While respecting the benefits of each approach, Synapse has aimed to promote a richer form of collaboration: one where the artist and the scientist are equal partners.
There is nothing wrong with an artist working with a scientist on a science communication project, and it should be encouraged. However, science needs to value the research and development side of artistic practice, and the potential new thinking and knowledge an artist’s approach to their science can bring (and vice versa). The Australia Council’s art/science program endeavours to enable such partnerships and promote the value in exploring collaborative practice-based research.
There have been some excellent outcomes in the ARC Linkage program, where the artist/scientist collaborations have continued well beyond the length of the research program. And where the artist and the scientist have together truly influenced the research outcomes of the disciplines. These are examples of a trans-disciplinary approach to solving problems and are exciting signposts of a future where discipline silos are breaking down. A description of these project can be found at here.

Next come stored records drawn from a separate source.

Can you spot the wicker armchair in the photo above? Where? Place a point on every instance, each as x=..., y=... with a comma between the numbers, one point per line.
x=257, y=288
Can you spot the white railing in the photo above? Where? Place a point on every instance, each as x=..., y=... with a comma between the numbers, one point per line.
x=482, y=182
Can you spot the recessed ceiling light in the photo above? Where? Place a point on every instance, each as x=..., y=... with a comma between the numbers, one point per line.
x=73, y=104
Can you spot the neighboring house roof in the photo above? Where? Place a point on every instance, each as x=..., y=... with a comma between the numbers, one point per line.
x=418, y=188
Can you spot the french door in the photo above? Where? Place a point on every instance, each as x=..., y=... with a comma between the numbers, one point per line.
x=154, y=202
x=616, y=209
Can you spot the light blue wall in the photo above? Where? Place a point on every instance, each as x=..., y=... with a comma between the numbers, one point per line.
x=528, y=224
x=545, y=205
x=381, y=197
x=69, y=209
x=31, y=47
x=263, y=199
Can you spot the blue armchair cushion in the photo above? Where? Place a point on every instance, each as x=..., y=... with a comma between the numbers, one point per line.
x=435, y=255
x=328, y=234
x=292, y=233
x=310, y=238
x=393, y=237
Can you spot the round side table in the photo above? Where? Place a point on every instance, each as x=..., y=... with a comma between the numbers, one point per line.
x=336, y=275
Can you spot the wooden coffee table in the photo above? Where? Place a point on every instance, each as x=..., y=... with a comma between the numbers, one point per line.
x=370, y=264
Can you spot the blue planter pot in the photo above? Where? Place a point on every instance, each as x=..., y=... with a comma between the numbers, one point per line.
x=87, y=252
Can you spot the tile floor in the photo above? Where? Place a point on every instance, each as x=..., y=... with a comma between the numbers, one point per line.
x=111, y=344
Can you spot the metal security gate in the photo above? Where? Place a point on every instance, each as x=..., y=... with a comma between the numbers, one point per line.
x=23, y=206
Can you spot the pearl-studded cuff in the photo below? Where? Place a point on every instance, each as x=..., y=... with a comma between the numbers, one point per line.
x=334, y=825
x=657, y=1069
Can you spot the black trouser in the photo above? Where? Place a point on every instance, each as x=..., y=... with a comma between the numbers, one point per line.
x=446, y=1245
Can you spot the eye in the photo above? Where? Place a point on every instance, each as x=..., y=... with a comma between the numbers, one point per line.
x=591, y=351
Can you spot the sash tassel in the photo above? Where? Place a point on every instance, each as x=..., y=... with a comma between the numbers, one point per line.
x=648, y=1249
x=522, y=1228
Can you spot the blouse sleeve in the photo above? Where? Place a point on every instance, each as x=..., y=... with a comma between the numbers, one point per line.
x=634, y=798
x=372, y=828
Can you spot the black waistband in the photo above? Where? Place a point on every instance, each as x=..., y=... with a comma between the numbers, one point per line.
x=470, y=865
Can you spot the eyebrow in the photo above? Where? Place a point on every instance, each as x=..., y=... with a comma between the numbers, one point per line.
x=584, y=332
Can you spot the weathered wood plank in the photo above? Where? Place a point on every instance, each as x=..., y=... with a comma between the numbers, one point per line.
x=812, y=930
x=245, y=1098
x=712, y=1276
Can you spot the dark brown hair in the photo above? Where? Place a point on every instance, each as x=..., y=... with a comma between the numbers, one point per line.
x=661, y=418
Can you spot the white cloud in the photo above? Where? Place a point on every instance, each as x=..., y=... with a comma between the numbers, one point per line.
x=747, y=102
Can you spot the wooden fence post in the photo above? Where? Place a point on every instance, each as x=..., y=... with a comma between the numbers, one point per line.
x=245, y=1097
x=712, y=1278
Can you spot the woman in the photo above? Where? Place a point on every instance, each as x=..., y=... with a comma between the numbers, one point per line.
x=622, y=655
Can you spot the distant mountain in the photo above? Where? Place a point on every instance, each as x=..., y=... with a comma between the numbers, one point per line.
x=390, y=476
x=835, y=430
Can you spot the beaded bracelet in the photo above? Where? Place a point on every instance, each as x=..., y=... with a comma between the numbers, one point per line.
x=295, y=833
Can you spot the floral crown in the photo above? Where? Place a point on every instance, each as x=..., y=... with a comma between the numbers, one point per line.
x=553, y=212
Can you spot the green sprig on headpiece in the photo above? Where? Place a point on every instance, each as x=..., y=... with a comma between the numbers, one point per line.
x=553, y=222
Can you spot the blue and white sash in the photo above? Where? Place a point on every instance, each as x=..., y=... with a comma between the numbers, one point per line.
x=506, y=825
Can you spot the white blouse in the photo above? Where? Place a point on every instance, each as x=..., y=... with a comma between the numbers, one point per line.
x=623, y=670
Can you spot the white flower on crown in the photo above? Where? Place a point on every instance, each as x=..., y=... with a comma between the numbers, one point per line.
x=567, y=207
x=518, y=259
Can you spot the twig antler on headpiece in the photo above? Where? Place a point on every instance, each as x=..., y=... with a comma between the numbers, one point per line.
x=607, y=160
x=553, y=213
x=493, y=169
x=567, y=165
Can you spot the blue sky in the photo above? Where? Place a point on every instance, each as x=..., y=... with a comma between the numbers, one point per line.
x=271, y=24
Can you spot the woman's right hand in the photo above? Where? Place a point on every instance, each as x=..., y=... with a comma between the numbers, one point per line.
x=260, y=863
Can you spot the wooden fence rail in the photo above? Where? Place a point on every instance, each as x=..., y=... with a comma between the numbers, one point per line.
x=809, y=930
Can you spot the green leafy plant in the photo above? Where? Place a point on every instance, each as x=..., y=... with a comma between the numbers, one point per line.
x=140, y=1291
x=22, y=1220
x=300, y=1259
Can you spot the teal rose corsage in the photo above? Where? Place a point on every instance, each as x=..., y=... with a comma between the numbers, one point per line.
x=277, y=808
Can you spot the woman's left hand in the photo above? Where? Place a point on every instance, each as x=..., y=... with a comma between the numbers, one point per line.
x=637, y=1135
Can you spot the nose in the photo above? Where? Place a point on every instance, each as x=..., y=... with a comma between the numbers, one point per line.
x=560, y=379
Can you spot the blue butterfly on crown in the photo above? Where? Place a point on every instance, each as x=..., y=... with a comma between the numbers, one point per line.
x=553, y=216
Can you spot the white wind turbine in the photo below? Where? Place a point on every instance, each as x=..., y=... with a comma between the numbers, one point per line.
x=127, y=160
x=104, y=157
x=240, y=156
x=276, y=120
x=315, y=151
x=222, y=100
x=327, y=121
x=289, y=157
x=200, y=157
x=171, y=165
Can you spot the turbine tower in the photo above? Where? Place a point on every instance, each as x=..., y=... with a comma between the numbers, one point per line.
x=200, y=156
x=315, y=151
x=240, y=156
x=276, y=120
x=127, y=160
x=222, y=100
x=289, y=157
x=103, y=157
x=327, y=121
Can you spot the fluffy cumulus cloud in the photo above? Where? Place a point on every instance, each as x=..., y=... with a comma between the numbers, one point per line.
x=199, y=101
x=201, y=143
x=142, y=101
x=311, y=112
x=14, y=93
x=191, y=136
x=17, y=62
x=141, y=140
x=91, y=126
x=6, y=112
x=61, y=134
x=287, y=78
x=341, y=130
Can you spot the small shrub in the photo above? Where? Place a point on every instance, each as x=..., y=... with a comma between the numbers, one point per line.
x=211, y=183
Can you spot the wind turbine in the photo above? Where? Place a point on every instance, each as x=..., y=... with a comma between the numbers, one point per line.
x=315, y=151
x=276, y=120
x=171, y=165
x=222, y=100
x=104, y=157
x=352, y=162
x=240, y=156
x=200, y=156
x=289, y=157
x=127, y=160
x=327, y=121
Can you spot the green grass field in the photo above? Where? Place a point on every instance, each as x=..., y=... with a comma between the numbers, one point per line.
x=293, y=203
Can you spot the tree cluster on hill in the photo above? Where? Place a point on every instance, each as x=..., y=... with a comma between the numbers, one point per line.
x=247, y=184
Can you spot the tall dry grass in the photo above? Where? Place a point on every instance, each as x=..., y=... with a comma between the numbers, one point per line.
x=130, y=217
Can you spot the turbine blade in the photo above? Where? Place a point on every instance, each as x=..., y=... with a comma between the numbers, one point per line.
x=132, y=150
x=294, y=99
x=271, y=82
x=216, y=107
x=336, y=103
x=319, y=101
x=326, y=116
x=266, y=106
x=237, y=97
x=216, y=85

Other Australian examples include the wonderful work of SymbioticA in Western Australia, which is also enjoying ten years of success in partnering artists with scientists within the biological science department of the University of WA.
Curators of art/science need to be acutely aware of the different approaches to this practice. Work needs to be exhibited both within an aesthetic context, but also within a context of purpose, which may include scientific, social and ethical enquiry, and in a way that evokes to an audience a sense of process and collaboration between the two disciplines.